Unfortunately, like PeterS, I gotta live with the idiocies that anyone with a basic understanding of arithmetic saw coming decades ago.
'The end of the American empire will be followed by planetary empire, then planetary war, then planetary democracy'. What utter tosh. But then Hannan's statement 'Those who are most convinced that the world is overheating were warning us, in the 1970s, of a new ice age' is yet more of the same old nonsense trotted out by the hard of thinking who don't want to admit the greens [hippies even, ouch] were right all along. Actually, those warning of the [possibility of] a new ice age, were not the same people that are 'convinced the world is overheating' it was just a few scientists speculating, followed by tabloid sensationalism, but I expect they impressed the [very young] Daniel, who is obviously unconvinced climate change is reality, putting him in the 0.001% of doubters. Perhaps he should get out more, he might notice the climate is changing.

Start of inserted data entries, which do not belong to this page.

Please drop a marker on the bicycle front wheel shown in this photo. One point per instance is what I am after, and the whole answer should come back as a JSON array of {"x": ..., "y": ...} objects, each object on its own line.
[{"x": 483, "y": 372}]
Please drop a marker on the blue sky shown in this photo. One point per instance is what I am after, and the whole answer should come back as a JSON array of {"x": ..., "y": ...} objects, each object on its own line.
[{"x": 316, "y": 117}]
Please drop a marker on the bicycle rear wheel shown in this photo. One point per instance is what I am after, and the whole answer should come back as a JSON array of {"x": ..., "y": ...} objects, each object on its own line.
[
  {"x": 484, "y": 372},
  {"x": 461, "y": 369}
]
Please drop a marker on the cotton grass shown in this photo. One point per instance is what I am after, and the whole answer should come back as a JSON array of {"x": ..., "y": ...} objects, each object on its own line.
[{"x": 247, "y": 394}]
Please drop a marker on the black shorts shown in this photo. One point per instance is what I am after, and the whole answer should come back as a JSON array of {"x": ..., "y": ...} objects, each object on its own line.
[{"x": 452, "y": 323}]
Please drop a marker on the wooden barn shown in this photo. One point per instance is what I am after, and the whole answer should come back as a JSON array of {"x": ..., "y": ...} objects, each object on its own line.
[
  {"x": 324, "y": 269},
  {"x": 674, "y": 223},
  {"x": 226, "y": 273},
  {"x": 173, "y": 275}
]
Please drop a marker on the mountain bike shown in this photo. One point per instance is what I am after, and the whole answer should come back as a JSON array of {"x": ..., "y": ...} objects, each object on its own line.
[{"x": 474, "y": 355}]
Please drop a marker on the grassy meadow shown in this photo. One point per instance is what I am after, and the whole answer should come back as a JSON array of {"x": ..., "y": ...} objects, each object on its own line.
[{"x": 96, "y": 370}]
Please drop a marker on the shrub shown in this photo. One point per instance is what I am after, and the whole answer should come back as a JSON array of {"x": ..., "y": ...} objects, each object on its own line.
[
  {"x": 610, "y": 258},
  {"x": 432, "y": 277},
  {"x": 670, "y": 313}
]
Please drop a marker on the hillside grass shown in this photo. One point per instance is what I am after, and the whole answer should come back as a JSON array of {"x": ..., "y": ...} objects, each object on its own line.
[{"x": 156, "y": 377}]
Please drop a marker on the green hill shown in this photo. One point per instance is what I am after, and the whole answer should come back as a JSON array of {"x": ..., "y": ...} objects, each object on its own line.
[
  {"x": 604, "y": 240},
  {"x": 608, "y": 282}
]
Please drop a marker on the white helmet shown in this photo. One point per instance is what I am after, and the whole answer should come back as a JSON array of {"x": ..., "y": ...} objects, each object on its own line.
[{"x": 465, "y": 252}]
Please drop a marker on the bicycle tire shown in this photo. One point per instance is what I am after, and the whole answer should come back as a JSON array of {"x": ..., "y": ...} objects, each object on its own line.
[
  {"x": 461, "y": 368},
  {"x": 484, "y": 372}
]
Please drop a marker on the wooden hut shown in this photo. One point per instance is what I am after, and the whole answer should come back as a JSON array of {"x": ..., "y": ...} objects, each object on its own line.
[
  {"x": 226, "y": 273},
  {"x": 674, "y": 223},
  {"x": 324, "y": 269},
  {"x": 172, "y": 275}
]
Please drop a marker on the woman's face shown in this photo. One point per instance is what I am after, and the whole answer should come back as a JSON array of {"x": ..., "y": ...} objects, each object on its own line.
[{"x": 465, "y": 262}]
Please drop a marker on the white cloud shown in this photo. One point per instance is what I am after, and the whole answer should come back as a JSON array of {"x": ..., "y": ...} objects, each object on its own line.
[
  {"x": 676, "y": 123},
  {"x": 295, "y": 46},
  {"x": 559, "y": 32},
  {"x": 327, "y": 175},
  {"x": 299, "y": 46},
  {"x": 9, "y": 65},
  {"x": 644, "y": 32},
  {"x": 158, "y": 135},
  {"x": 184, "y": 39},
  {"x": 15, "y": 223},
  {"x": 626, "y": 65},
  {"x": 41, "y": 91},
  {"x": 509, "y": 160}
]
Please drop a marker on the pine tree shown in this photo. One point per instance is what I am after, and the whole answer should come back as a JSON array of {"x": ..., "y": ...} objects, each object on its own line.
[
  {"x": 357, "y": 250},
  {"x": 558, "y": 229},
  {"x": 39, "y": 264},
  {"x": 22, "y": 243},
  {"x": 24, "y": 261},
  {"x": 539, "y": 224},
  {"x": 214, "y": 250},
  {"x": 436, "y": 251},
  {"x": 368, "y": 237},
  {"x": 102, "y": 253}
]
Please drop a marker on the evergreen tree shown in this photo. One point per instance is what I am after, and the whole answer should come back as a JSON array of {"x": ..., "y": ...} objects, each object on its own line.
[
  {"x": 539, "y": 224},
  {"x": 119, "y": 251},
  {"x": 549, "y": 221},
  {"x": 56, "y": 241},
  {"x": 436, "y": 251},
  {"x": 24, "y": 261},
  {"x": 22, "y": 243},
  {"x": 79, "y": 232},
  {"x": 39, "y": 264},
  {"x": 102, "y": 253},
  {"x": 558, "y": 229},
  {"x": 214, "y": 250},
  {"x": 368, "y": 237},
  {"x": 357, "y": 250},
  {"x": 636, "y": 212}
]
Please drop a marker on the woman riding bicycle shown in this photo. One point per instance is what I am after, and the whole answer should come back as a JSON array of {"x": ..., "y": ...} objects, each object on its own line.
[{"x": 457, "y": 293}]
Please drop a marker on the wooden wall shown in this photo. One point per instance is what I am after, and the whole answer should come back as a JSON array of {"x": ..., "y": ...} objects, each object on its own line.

As for Hannan's penultimate paragraph, well, I've been saying exactly the same thing for years [so do I have the right to be heard also?], and I can't see why it wasn't blindingly obvious to everyone including Daniel, or perhaps he too was caught up in the greed mania of making a fortune from housing and didn't have time to think too deeply about how first time buyers could continue to fuel the profiteering frenzy. But I'm not a fat Eurocrat, so my opinion isn't worthy of his attention.
Along with most politicians, he's just noticed online media, so we should be grateful for that.
The very idea of any futurist coming to conclusions that are correct
is a fanciful flight into the world of 'imagine.'
Why we should listen to one person and not the other is beyond me, any futurist can come up with a 'future lifestyle' that will protect and serve, whether whatever they protect and serve is the state or the individual.
Their personal opinion and viewpoints come into play in any prediction that is made, personally, some of the worst predictions made are spouted by the politicians and pundits that inhabit the world of television and journalism.
I would rather put my time to good use and not listen to these supposed 'seers of the future,' and work towards making the future a better place to live.
Taking nothing away from the man, the current economic crisis (recession/depression/credit crunch, call it what you will) was forewarned by quite a number of commentators, with good basis and quite some time ago. For example, see Fred Harrison at 'renegadeeconomist.com' to name but one.